Last fall, Snichimal Vayuchil or Flowery Dream, a collection of translated Tsotsil Mayan poems edited and translated by Paul Worley became the first North Dakota Quarterly Supplement. The plan was for it to be a digital download, but after the success of download, we decided to expand the content a bit and include a new introduction by Gloria E. Chacón, and make it a print-on-demand book.
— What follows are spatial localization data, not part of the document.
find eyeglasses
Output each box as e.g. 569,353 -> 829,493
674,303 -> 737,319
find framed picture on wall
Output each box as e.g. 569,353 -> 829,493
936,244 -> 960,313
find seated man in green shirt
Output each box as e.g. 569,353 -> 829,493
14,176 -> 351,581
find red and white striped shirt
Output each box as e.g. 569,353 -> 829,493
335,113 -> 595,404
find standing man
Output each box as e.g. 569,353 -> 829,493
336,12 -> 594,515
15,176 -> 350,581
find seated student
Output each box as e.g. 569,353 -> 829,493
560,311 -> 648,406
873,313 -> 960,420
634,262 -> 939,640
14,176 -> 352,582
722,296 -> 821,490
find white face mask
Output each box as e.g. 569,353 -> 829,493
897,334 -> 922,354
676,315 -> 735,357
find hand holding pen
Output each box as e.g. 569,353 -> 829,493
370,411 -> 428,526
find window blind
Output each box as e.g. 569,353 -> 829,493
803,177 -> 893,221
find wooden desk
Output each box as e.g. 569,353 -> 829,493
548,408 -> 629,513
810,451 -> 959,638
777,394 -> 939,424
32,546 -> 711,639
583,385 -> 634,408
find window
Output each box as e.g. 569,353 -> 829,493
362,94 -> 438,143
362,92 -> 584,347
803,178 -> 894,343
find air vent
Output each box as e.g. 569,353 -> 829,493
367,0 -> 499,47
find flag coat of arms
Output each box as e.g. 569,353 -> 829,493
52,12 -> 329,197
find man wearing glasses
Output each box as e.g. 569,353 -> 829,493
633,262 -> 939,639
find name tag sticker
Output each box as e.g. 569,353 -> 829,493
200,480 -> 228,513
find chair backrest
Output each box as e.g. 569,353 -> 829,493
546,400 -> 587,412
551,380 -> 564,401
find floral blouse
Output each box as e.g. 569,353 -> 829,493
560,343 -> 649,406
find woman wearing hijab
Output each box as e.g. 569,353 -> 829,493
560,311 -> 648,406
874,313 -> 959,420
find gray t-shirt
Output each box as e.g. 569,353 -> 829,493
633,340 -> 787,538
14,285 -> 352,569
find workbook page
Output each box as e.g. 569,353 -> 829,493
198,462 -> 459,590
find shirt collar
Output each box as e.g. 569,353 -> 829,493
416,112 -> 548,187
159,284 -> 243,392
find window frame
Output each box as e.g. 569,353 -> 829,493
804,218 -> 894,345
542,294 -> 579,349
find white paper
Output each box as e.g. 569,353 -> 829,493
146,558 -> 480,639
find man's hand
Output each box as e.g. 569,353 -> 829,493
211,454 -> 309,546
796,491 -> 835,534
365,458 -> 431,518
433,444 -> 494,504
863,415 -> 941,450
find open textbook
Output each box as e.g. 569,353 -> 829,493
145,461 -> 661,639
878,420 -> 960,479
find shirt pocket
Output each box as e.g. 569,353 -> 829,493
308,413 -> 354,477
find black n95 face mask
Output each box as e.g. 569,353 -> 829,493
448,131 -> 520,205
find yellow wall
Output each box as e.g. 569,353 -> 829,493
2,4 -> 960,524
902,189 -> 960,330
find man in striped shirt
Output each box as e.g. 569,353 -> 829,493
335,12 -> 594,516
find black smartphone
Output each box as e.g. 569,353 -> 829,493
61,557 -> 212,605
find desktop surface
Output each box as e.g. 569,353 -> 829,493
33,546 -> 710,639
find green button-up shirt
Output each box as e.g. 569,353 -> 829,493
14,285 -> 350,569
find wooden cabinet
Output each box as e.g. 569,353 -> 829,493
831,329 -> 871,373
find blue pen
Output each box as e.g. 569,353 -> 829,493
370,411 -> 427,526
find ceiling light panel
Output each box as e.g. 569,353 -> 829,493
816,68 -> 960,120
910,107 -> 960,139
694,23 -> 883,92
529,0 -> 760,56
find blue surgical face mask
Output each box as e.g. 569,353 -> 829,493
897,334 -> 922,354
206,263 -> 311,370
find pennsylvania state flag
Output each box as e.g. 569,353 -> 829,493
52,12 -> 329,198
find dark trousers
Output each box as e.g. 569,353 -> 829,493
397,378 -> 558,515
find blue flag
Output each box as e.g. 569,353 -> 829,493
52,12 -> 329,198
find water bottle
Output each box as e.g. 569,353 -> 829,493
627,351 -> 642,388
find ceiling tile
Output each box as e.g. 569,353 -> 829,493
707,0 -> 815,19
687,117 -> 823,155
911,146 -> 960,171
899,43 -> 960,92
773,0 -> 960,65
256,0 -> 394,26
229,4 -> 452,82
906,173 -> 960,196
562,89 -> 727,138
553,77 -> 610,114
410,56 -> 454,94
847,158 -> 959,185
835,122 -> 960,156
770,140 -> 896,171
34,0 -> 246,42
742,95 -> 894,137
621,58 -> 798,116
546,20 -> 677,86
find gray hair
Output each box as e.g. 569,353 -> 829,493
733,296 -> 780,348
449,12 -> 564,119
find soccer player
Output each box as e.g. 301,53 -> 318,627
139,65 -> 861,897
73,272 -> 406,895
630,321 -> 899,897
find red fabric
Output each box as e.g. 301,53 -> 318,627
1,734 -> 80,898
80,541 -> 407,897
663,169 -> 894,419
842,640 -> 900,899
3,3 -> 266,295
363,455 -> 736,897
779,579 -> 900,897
Folks who have read the digital download have nice things to say about it:
Music, voice, ceremony: our responsability of being people according the Popol Wuj. Snichimal Vayuchil resonates hundreds of years back. In offering flowery words to the ancient altars, Nezahualcoyotl’s songs resurge in the 21st century Maya youth. Closing the circle of pain and loss, this anthology is a celebration of the Maya creativity, and human resilience. Maltiox to the authors, editor, and translator. The elders in Palenque and Yaxchilan must grateful with these flowery dreams.
Juan G. Sánchez Martinez
In a very special way this poetry collection is a collective poem: the book itself is already a poem comprised of many voices and three languages. Each writer presents her/his way of understanding the world to the world, having internalized the idea of writing as a way to dialogue with that world. Each poem is a verse that contributes to this collective work, the product of many hands, of many ways of thinking about the world. In this trilingual volume, writing becomes a weapon of multiple uses and its reach is amplified, demonstrating how there are different ways of writing and translating: innovating and embellishing how we read poetry.